In my reading for Galatians, I came across a couple of writers that had helpful comments on baptism. First up, a lengthy quote from Scot McKnight…
Some will no doubt have problems with the observation that faith and baptism are parallel expressions for Paul. Among many free churches in the world, baptism has taken on a secondary importance and is too often confined to “nothing more than an entrance rite” into the church. While it is clear that Paul makes a fundamental difference between external rites and internal reality (cf. Rom. 2:25-39; Phil. 3:3; Col. 2:11; cf. Gal. 5:6), and can even suggest that baptizing was not his purpose (1 Cor. 1:13-17), baptism was in the early church the initial and necessary response of faith. To be sure, their world was more ritual-oriented than ours and consequently got more out of rituals than we probably do.
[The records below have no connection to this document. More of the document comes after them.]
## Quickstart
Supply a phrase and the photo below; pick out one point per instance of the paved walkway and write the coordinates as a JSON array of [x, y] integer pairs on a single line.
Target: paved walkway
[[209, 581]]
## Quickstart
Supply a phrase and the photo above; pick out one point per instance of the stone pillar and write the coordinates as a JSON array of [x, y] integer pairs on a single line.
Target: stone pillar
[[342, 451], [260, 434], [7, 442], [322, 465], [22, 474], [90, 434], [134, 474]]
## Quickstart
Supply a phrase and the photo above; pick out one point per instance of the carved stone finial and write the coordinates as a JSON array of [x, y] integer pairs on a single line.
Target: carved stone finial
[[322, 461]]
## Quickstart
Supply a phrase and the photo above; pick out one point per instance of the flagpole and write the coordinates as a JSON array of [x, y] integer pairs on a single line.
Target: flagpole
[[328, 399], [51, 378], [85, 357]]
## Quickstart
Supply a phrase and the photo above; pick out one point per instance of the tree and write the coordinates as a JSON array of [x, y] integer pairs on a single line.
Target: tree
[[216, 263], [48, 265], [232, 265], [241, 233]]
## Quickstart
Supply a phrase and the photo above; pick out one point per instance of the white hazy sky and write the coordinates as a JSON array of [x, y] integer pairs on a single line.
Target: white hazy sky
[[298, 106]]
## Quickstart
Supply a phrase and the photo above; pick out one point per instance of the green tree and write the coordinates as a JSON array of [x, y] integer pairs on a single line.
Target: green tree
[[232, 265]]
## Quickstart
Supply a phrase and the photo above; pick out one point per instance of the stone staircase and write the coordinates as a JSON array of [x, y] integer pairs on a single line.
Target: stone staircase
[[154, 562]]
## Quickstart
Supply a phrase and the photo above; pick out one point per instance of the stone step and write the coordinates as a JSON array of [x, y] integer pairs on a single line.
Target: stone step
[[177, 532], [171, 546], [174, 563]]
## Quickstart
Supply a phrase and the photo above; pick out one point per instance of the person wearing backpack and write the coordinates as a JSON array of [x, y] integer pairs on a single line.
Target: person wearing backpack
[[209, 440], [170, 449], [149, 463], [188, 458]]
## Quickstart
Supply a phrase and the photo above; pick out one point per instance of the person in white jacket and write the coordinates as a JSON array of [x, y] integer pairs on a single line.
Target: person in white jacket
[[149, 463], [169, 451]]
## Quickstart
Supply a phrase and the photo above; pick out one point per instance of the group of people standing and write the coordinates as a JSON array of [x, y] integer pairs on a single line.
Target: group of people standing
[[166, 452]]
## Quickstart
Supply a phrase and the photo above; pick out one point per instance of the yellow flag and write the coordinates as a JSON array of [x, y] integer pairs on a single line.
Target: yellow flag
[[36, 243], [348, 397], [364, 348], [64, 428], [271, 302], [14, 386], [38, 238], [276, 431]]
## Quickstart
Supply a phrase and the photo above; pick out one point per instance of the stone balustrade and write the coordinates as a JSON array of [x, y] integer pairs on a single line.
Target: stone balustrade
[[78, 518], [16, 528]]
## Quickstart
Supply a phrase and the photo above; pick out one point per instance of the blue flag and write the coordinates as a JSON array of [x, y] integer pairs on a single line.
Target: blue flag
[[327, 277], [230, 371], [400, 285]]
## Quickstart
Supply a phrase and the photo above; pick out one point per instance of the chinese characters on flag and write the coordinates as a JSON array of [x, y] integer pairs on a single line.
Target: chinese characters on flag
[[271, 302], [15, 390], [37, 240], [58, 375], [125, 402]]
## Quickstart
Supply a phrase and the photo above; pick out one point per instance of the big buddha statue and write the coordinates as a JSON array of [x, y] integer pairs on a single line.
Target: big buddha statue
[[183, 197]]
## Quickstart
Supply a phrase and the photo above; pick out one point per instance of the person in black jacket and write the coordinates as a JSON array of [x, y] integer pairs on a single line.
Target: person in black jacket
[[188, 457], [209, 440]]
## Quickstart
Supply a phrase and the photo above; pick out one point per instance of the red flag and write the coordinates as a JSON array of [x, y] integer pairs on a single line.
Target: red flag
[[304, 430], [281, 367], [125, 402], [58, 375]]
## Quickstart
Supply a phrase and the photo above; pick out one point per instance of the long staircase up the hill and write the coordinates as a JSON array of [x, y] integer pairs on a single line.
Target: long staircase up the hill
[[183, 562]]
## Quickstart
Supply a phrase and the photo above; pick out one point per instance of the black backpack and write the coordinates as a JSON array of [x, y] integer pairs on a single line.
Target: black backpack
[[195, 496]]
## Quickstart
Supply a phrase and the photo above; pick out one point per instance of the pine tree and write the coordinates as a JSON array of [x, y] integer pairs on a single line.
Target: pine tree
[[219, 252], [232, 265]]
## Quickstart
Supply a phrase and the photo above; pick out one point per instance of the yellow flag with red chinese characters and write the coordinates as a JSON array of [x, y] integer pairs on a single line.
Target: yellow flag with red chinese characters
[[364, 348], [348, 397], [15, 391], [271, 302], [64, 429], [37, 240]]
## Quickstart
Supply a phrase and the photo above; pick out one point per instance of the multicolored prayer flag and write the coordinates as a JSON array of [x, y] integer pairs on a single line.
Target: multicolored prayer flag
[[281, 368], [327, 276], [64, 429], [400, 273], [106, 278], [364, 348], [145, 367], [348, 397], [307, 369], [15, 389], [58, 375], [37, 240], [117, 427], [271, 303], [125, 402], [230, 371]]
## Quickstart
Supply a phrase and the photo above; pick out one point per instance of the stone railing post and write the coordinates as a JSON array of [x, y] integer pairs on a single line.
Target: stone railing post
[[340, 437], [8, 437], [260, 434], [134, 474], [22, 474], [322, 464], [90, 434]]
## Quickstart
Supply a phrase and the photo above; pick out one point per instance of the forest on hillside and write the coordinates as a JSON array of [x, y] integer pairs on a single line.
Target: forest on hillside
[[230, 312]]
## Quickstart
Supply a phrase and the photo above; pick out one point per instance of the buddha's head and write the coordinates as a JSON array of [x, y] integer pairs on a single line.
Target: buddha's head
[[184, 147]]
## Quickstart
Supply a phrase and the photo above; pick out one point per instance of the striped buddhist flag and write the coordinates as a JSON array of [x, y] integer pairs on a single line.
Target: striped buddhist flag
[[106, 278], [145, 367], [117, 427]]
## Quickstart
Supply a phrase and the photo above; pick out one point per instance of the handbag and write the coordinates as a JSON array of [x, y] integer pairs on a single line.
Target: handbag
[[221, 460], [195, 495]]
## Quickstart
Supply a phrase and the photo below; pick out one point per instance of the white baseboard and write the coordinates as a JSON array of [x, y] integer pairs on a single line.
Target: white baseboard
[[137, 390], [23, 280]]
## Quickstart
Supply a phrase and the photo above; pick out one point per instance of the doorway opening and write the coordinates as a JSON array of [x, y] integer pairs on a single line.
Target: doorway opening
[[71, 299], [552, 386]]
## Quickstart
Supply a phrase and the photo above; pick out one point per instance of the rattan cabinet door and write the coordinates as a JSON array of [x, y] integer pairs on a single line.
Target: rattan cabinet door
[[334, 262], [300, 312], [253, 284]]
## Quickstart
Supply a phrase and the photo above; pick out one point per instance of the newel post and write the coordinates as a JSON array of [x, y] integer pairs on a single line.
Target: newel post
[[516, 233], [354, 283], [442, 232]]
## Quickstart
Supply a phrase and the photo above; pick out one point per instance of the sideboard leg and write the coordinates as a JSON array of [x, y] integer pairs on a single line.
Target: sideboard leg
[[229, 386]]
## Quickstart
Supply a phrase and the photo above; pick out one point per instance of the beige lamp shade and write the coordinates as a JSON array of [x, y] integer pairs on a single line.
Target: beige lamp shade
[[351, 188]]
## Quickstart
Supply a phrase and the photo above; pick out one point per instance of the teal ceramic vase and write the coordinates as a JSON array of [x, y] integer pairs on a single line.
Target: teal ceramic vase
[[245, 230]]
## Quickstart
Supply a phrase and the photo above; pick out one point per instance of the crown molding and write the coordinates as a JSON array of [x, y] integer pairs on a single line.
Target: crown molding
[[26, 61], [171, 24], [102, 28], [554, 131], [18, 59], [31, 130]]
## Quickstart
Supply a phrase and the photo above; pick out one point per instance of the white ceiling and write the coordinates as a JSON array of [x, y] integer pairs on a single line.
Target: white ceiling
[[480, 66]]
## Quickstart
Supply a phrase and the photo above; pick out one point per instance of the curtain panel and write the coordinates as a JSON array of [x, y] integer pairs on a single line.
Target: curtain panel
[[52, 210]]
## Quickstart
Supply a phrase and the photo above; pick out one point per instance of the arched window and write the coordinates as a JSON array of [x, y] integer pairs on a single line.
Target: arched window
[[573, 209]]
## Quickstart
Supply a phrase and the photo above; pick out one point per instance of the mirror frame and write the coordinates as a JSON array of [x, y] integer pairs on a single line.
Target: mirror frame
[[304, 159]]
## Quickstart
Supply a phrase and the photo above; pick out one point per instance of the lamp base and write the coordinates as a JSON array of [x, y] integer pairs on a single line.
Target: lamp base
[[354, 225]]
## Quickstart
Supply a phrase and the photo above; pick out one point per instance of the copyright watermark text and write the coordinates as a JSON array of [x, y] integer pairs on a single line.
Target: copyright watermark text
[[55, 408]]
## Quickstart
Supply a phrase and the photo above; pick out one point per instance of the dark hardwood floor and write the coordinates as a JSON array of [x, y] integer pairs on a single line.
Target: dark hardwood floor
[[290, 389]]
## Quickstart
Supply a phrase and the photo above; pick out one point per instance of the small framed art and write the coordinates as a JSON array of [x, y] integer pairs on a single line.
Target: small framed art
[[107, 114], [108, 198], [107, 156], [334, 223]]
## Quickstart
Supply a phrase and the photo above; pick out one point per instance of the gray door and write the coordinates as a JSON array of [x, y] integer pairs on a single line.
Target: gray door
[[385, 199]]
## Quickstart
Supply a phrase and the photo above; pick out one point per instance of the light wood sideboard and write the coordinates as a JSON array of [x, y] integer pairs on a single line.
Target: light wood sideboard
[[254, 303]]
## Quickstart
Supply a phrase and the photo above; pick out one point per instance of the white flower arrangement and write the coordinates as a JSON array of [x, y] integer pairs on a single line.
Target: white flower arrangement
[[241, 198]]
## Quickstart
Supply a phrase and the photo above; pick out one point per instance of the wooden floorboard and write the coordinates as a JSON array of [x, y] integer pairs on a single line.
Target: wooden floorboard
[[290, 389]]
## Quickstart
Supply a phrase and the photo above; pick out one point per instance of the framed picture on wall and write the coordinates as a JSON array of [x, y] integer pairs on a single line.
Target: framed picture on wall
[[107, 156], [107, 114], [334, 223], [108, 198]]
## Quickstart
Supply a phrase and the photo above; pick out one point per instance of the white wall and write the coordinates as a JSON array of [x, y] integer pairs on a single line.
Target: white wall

Nevertheless, we dare not make baptism “nothing more than a ritual of entrance,” for it was for the earliest Christians their first moment of faith, and we know of no such thing as an “unbaptized believer.” Baptism was not necessary for salvation, but faith without baptism was not faith for the early church. The Galatians knew this, and so Paul appealed to their experience (Scot McKnight, Galatians, The NIV Application Commentary, 198).
You can’t tell it from the text above because it is all italicized, but McKnight emphasizes the following statement in this manner: “baptism was in the early church the initial and necessary response of faith.”
Despite McKnight’s statement that baptism was not necessary for salvation, he clearly deems it as important and elevates the action as a necessary response of faith. He even states that Paul considered faith and baptism as parallel expressions.
The early baptismal ceremony was, in effect, a dying with Christ and a rising with Christ (so Rom. 6:1-14). This was its symbolic virtue: it dramatized salvation. Furthermore, the ceremony was frequently associated with two moral ideas: the putting away of sin and the putting on of a new life (cf. Rom. 13:12, 14; Eph. 4:24; 6:11-17; Col. 3:5-17). To be “clothed with Christ” perhaps refers to the early Christian practice of stripping and then reclothing oneself in a white, liturgical robe after the baptismal ceremony, thus symbolizing disrobing oneself of sin and then putting on the virtues of Christ (Scot McKnight, Galatians, The NIV Application Commentary, 198).
Baptism dramatizes the salvific activity of Christ. It is a participation in the death, burial and resurrection of Christ. In essence, it is a response of faith that serves as a submission to God’s saving activity. The new Christian makes a commitment to put away sin and pursue life and godliness. Although it is clearly a human response, it was the divine initiative and sacrifice that give it power. In baptism, God is the primary actor. He grants life and raises individuals up (see Eph. 2:4-10).
Gorman has similar ideas on baptism in Cruciformity, but that will have to wait until another post.